Google this week added a generative artificial intelligence (AI) tool dubbed Gemini Cloud Assist to automate a wider range of tasks across the software development lifecycle, including troubleshooting applications running on the Google Cloud Platform (GCP) to surface recommendations to improve performance and enhance security.
Announced at the Google Cloud Next ’24 conference, Gemini Cloud Assist is integrated with an existing publish and subscribe capability to enable DevOps teams to launch generative AI prompts to automate tasks that previously would have required them to develop a script. Gemini Cloud Assist can also generate architecture configurations based on the code being deployed.
At the same time, Google is making available via a private preview an update to Gemini Code Assist tool to generate code that has been trained on a large language model based on one million tokens.
Brad Calder, vice president and general manager for GCP and technical infrastructure told conference attendees that version 1.5 of Gemini Code Assist will now generate code based on the largest LLM trained using code vetted by Google to generate more reliable outputs.
The challenge going forward will be determining where the line between generative AI tools provided by a cloud service provider such as Google leaves off and where the generative AI tools provided by Google partners such as GitLab begins.
GitLab has been working closely with Google to develop its Duo AI capabilities using core services that Google makes available via its Vertex platform for managing machine learning operations (MLOps).

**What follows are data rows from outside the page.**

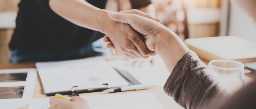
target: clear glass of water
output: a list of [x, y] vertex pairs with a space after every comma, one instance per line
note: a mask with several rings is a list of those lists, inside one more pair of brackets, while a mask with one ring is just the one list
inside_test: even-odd
[[244, 86], [244, 64], [237, 61], [218, 60], [211, 61], [209, 69], [231, 91]]

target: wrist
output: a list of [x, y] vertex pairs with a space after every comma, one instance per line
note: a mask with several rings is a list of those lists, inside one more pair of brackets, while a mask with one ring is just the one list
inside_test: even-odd
[[155, 52], [158, 54], [163, 51], [165, 49], [164, 48], [169, 45], [169, 43], [173, 38], [173, 36], [170, 31], [169, 29], [166, 28], [160, 29], [155, 48]]
[[99, 12], [101, 15], [98, 21], [99, 31], [106, 35], [108, 32], [111, 31], [110, 29], [112, 29], [111, 27], [113, 25], [116, 25], [116, 24], [118, 23], [109, 18], [108, 13], [109, 11], [110, 11], [105, 9], [101, 9]]
[[156, 52], [160, 56], [169, 56], [179, 60], [185, 53], [189, 51], [180, 37], [169, 29], [164, 29], [160, 33], [159, 38]]

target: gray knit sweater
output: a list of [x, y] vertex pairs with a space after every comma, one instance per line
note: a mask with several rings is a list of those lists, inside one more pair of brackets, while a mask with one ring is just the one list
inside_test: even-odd
[[186, 109], [212, 108], [232, 93], [211, 73], [196, 54], [190, 51], [176, 64], [164, 91]]

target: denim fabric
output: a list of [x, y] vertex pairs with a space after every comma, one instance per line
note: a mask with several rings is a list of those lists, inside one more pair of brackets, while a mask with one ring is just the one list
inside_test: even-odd
[[12, 50], [10, 61], [11, 63], [15, 63], [56, 61], [111, 55], [110, 50], [105, 48], [105, 44], [102, 43], [100, 40], [79, 49], [63, 53], [41, 53], [18, 49]]

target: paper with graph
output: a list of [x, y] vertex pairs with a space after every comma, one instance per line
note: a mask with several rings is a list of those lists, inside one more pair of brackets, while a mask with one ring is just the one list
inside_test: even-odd
[[[161, 109], [163, 108], [151, 92], [82, 96], [91, 109]], [[29, 109], [47, 109], [50, 98], [33, 98]]]
[[36, 65], [46, 94], [71, 91], [73, 86], [79, 88], [106, 83], [112, 87], [129, 85], [102, 58], [40, 62]]

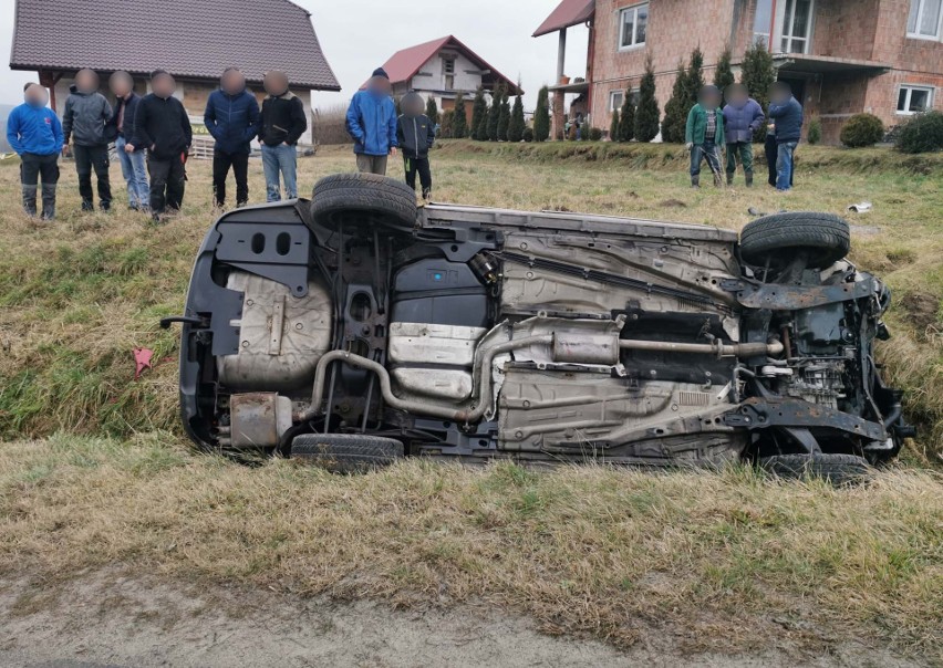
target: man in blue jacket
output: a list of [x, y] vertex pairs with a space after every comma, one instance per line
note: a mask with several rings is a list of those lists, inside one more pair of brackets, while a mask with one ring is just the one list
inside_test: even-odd
[[348, 134], [354, 140], [356, 168], [369, 174], [386, 175], [387, 156], [396, 155], [396, 105], [390, 96], [390, 76], [379, 67], [357, 91], [348, 109]]
[[802, 105], [792, 97], [792, 88], [777, 81], [769, 90], [769, 117], [776, 123], [776, 189], [786, 192], [792, 186], [796, 146], [802, 133]]
[[250, 142], [259, 124], [259, 103], [246, 90], [246, 77], [237, 67], [227, 67], [220, 88], [209, 95], [203, 116], [206, 129], [216, 139], [213, 150], [213, 195], [220, 209], [226, 205], [226, 177], [230, 167], [236, 177], [236, 206], [249, 202]]
[[727, 140], [727, 185], [734, 185], [737, 171], [737, 155], [744, 166], [744, 180], [747, 188], [753, 186], [753, 138], [763, 127], [766, 116], [763, 107], [749, 96], [743, 84], [730, 84], [724, 93], [727, 100], [724, 106], [724, 132]]
[[62, 150], [62, 124], [46, 107], [49, 94], [39, 84], [23, 88], [25, 103], [7, 117], [7, 143], [20, 156], [20, 182], [23, 210], [37, 215], [38, 182], [42, 178], [42, 219], [55, 217], [55, 185], [59, 182], [59, 152]]

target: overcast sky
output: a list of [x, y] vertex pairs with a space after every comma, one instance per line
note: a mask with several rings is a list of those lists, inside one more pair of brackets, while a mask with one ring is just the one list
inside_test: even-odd
[[[52, 1], [52, 0], [50, 0]], [[94, 0], [87, 0], [90, 2]], [[134, 0], [138, 1], [138, 0]], [[345, 104], [370, 73], [394, 52], [406, 46], [454, 34], [511, 80], [520, 77], [525, 103], [533, 107], [537, 91], [553, 83], [557, 74], [557, 35], [533, 39], [531, 33], [553, 11], [559, 0], [297, 0], [311, 20], [328, 62], [341, 82], [341, 93], [318, 93], [314, 104]], [[155, 0], [155, 8], [160, 0]], [[0, 0], [0, 103], [22, 102], [23, 83], [35, 73], [9, 69], [13, 36], [14, 0]], [[219, 3], [226, 11], [226, 3]], [[103, 17], [102, 20], [106, 20]], [[115, 27], [115, 30], [121, 28]], [[133, 27], [128, 30], [133, 30]], [[211, 39], [213, 27], [206, 34]], [[146, 44], [141, 44], [146, 49]], [[587, 30], [571, 28], [567, 73], [586, 71]]]

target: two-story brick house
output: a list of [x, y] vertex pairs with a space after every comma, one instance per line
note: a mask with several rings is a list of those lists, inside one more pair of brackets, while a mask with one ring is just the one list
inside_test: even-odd
[[[586, 83], [552, 86], [586, 96], [591, 123], [605, 128], [626, 88], [636, 88], [651, 55], [662, 108], [680, 61], [700, 45], [709, 81], [724, 48], [734, 63], [754, 41], [770, 48], [778, 77], [792, 84], [807, 117], [837, 142], [852, 114], [885, 125], [943, 108], [943, 0], [563, 0], [535, 36], [590, 28]], [[771, 35], [771, 39], [770, 39]], [[807, 124], [808, 127], [808, 124]]]

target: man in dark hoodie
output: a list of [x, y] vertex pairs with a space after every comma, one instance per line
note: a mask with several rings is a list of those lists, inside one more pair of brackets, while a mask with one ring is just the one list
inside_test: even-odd
[[216, 206], [226, 205], [226, 177], [236, 177], [236, 206], [249, 202], [250, 142], [259, 125], [259, 103], [246, 90], [246, 77], [237, 67], [227, 67], [220, 87], [209, 95], [203, 115], [206, 129], [216, 139], [213, 149], [213, 195]]
[[802, 105], [792, 97], [792, 87], [777, 81], [769, 90], [769, 117], [776, 124], [776, 189], [792, 187], [794, 154], [802, 133]]
[[763, 127], [766, 116], [763, 107], [749, 96], [744, 84], [730, 84], [724, 93], [727, 105], [724, 107], [724, 135], [727, 142], [727, 185], [734, 185], [737, 173], [737, 155], [744, 166], [747, 188], [753, 186], [753, 138]]
[[187, 112], [174, 97], [176, 83], [164, 70], [151, 75], [154, 91], [137, 104], [134, 115], [134, 140], [125, 150], [147, 149], [151, 173], [151, 216], [163, 222], [163, 213], [178, 211], [184, 201], [187, 180], [187, 152], [193, 143], [193, 128]]
[[75, 171], [79, 174], [79, 195], [82, 196], [82, 210], [94, 211], [92, 195], [92, 169], [99, 181], [99, 206], [107, 211], [112, 206], [112, 186], [108, 180], [108, 142], [114, 139], [106, 134], [112, 119], [112, 105], [99, 93], [99, 75], [94, 70], [80, 70], [75, 83], [69, 88], [65, 111], [62, 114], [62, 132], [65, 146], [73, 142]]
[[396, 139], [403, 150], [406, 167], [406, 182], [416, 189], [416, 174], [423, 187], [423, 199], [432, 194], [432, 171], [429, 170], [429, 148], [435, 144], [435, 125], [425, 115], [426, 103], [418, 93], [410, 91], [400, 101], [403, 115], [396, 126]]
[[134, 211], [147, 211], [151, 208], [151, 187], [147, 185], [144, 148], [137, 146], [128, 149], [128, 143], [134, 138], [134, 114], [141, 96], [134, 92], [134, 80], [127, 72], [112, 74], [108, 87], [115, 96], [112, 125], [121, 173], [127, 184], [127, 206]]
[[284, 180], [288, 199], [298, 197], [298, 139], [308, 129], [304, 105], [288, 87], [284, 72], [266, 74], [266, 93], [259, 116], [259, 142], [262, 145], [262, 169], [266, 173], [266, 199], [281, 200], [279, 175]]

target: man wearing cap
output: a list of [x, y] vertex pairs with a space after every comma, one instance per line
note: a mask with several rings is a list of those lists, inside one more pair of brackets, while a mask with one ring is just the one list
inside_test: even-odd
[[385, 176], [386, 158], [396, 155], [396, 105], [391, 92], [390, 76], [379, 67], [366, 90], [357, 91], [351, 100], [346, 125], [359, 171]]

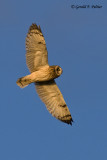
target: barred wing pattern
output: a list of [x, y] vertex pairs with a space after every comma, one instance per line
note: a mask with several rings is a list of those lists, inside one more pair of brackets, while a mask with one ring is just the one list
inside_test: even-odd
[[30, 72], [48, 65], [48, 53], [40, 26], [32, 24], [26, 37], [26, 63]]
[[57, 119], [72, 125], [71, 114], [55, 81], [35, 83], [35, 87], [48, 111]]

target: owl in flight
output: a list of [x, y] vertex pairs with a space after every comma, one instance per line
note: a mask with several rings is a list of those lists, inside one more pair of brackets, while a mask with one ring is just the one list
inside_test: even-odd
[[17, 80], [21, 88], [35, 84], [40, 99], [52, 116], [72, 125], [73, 119], [64, 101], [55, 78], [62, 74], [62, 68], [48, 64], [48, 52], [40, 26], [32, 24], [26, 37], [26, 63], [31, 74]]

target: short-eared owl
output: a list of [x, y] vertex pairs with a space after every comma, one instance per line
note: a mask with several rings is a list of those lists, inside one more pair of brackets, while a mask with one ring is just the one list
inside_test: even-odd
[[26, 63], [31, 74], [19, 78], [17, 85], [24, 88], [34, 83], [48, 111], [57, 119], [72, 125], [70, 111], [54, 80], [62, 74], [62, 69], [49, 66], [45, 39], [40, 26], [36, 24], [30, 26], [26, 37]]

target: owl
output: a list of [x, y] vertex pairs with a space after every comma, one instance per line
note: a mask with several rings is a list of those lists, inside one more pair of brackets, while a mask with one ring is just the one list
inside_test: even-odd
[[26, 37], [26, 63], [31, 74], [19, 78], [17, 85], [24, 88], [34, 83], [40, 99], [52, 116], [72, 125], [73, 119], [70, 111], [55, 82], [55, 79], [62, 74], [62, 68], [48, 64], [45, 39], [40, 26], [36, 24], [30, 26]]

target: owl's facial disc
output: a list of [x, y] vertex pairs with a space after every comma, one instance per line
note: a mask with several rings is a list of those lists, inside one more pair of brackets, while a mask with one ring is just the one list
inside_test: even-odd
[[62, 74], [62, 68], [59, 67], [59, 66], [56, 66], [56, 67], [55, 67], [55, 72], [56, 72], [56, 74], [57, 74], [58, 76], [60, 76], [60, 75]]

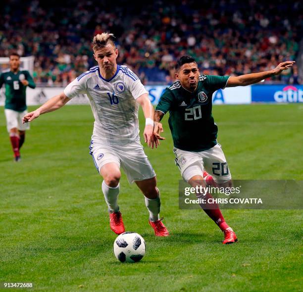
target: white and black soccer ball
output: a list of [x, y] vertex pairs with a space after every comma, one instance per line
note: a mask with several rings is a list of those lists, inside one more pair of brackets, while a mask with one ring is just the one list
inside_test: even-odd
[[143, 238], [135, 232], [124, 232], [114, 243], [114, 253], [122, 262], [139, 262], [145, 254], [145, 248]]

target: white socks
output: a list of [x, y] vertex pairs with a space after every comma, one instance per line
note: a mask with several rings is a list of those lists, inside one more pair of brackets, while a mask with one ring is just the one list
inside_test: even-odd
[[[119, 205], [118, 205], [118, 196], [120, 191], [120, 184], [115, 188], [108, 187], [104, 182], [102, 182], [102, 191], [104, 195], [106, 204], [108, 206], [109, 212], [119, 212]], [[160, 199], [160, 193], [158, 193], [158, 197], [154, 199], [145, 198], [145, 204], [150, 213], [150, 220], [154, 222], [160, 219], [160, 205], [161, 200]]]
[[115, 188], [108, 187], [104, 182], [102, 182], [102, 191], [104, 195], [105, 201], [108, 206], [109, 212], [119, 212], [118, 205], [118, 196], [120, 191], [120, 184], [118, 184]]
[[160, 219], [159, 213], [160, 213], [161, 200], [160, 199], [160, 193], [159, 192], [158, 194], [158, 197], [155, 199], [149, 199], [145, 197], [145, 205], [150, 212], [150, 220], [152, 222], [156, 221]]

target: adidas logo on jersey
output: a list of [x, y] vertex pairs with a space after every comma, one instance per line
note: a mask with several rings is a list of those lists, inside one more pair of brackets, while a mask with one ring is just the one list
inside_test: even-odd
[[101, 90], [99, 84], [97, 84], [94, 88], [95, 90]]

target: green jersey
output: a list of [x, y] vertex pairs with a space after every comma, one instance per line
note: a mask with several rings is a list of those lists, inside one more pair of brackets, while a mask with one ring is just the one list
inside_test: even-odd
[[21, 80], [24, 79], [28, 81], [28, 86], [30, 88], [36, 87], [28, 71], [21, 70], [16, 73], [10, 71], [3, 72], [0, 75], [0, 88], [2, 84], [5, 85], [5, 108], [16, 111], [23, 111], [26, 109], [26, 86], [21, 82]]
[[224, 89], [229, 76], [199, 76], [198, 87], [191, 93], [178, 80], [167, 88], [156, 110], [169, 111], [168, 123], [174, 146], [186, 151], [199, 152], [217, 144], [218, 127], [211, 114], [213, 93]]

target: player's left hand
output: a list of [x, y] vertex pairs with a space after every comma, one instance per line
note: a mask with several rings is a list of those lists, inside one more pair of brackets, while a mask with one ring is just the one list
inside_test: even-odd
[[153, 149], [154, 144], [154, 137], [153, 137], [153, 126], [152, 125], [147, 125], [144, 129], [144, 141], [148, 144], [149, 147], [152, 146], [152, 148]]
[[273, 75], [280, 75], [282, 71], [289, 69], [293, 66], [293, 65], [294, 65], [295, 63], [296, 63], [295, 61], [286, 61], [286, 62], [280, 63], [272, 70]]
[[28, 81], [26, 79], [23, 79], [20, 82], [24, 86], [27, 86], [28, 85]]

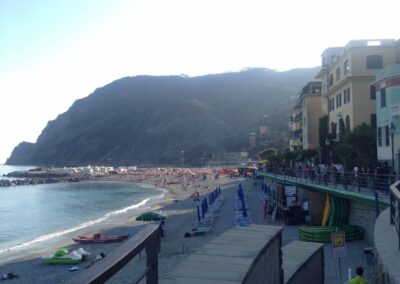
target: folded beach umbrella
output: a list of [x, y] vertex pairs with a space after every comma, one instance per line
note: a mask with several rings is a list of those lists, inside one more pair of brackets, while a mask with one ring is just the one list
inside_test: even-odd
[[161, 213], [149, 211], [137, 216], [136, 221], [163, 221], [165, 220], [165, 217], [166, 216]]
[[200, 220], [201, 220], [201, 218], [200, 218], [200, 208], [199, 208], [199, 206], [197, 205], [197, 221], [200, 222]]

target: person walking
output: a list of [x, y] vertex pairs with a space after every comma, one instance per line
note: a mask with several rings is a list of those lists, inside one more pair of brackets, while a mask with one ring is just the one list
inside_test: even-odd
[[363, 276], [364, 269], [359, 266], [356, 268], [356, 276], [353, 277], [349, 284], [368, 284], [368, 280]]

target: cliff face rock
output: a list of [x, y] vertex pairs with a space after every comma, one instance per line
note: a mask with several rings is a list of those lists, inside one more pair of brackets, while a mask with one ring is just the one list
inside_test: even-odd
[[36, 143], [20, 143], [6, 163], [199, 164], [200, 157], [246, 148], [249, 133], [266, 114], [271, 133], [287, 133], [289, 113], [282, 110], [316, 72], [250, 69], [122, 78], [75, 101]]

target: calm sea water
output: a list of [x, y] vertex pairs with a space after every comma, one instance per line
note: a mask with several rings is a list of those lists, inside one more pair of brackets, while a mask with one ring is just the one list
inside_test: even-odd
[[[15, 170], [0, 165], [0, 173]], [[1, 179], [1, 177], [0, 177]], [[135, 215], [163, 192], [132, 183], [79, 182], [0, 188], [1, 254]]]

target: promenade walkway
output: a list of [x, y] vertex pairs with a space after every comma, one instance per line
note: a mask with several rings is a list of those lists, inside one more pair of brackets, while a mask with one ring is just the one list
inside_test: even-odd
[[358, 186], [349, 180], [348, 183], [343, 179], [335, 180], [334, 177], [328, 178], [312, 178], [304, 175], [282, 174], [280, 171], [275, 172], [259, 172], [259, 176], [271, 180], [279, 181], [286, 184], [301, 186], [306, 189], [326, 192], [338, 197], [344, 197], [363, 203], [374, 204], [375, 196], [378, 197], [379, 205], [387, 207], [389, 205], [389, 195], [387, 187], [383, 185], [374, 189], [367, 184]]

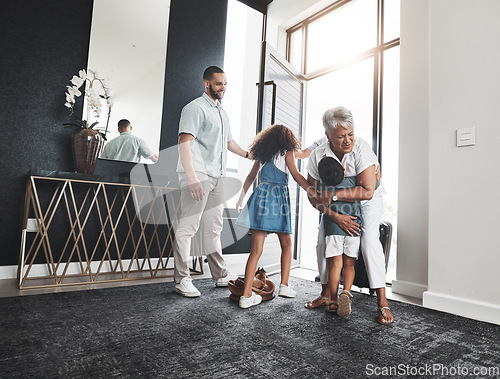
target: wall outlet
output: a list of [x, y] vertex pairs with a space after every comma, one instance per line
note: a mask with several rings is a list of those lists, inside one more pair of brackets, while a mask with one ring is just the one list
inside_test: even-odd
[[28, 233], [36, 233], [38, 232], [38, 222], [36, 218], [29, 218], [26, 223], [26, 231]]
[[457, 129], [457, 147], [476, 144], [476, 128]]

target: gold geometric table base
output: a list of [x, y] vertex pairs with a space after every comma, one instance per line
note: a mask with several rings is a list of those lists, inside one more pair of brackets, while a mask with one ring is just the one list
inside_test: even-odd
[[[37, 173], [26, 185], [19, 288], [173, 276], [178, 189]], [[202, 275], [199, 235], [192, 251], [192, 272]]]

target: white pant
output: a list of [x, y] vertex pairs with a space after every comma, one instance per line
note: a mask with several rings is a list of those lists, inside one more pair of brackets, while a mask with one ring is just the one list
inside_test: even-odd
[[[361, 253], [365, 261], [370, 288], [385, 287], [385, 257], [382, 244], [379, 240], [379, 227], [382, 221], [384, 201], [379, 191], [376, 191], [371, 200], [361, 202]], [[325, 230], [321, 221], [318, 230], [316, 254], [321, 284], [328, 283], [328, 262], [325, 258]]]
[[191, 197], [185, 173], [179, 173], [181, 184], [181, 215], [175, 227], [174, 241], [174, 279], [179, 283], [185, 276], [190, 276], [191, 240], [202, 227], [203, 249], [207, 255], [210, 272], [214, 279], [223, 278], [228, 270], [222, 257], [220, 234], [222, 232], [222, 212], [224, 196], [222, 178], [212, 178], [201, 172], [196, 176], [203, 186], [205, 195], [196, 201]]

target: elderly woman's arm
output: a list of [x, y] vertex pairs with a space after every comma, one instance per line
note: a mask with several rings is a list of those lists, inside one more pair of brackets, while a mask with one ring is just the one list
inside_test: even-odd
[[335, 191], [337, 198], [343, 201], [371, 200], [376, 186], [375, 165], [359, 173], [356, 177], [356, 182], [356, 187]]
[[[307, 176], [307, 181], [314, 188], [318, 187], [319, 180], [314, 179], [311, 175]], [[343, 215], [334, 212], [328, 207], [328, 205], [321, 203], [314, 197], [309, 197], [309, 202], [318, 211], [335, 221], [347, 234], [349, 234], [350, 236], [359, 236], [360, 227], [359, 224], [355, 221], [355, 216]]]

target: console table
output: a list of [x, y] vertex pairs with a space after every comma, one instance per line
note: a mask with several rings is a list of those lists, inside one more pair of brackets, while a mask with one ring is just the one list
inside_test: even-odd
[[[179, 192], [161, 180], [131, 183], [121, 176], [31, 171], [19, 288], [172, 277]], [[197, 235], [194, 275], [203, 274], [201, 251]]]

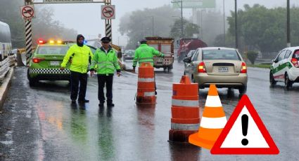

David DeSanto, chief product officer for GitLab, said as AI continues to be applied to DevSecOps workflows the routing capabilities developed by GitLab will make it simpler to orchestrate prompts that can be applied to multiple LLMs. That approach provides a layer of abstraction from the underlying LLMs that makes it simpler to swap out as new capabilities are added, he noted. Most DevOps teams are not going to need to access an LLM directly because the natural language prompts they create will be executed by the underlying platform, DeSanto added.
It’s not clear to what degree AI is capable of automating DevSecOps workflows, but as the reasoning engines embedded in LLMs become more advanced, the ability of these platforms to automate manual tasks is only going to increase. As those manual tasks are eliminated, developer productivity should substantially increase because much less time will, for example, be needed to spin up a remote development environment.
Rather than tracking outdated metrics such as the amount of code generated, however, IT leaders should be focused on the rate at which test failures are declining as the quality of code being written steadily improves, said DeSanto. Too many developers are spending the bulk of their time trying to get code that runs on their laptop to execute in production environments, he noted.
In addition, it will become a lot easier to onboard new members to a software engineering team as, for example, summarizations of how existing code works become readily available, said DeSanto.
Ultimately, the number of applications any DevOps team can build, deploy and manage is about to substantially increase in a way that doesn’t require IT organizations to add a small army of software engineers to build, deploy, manage and secure.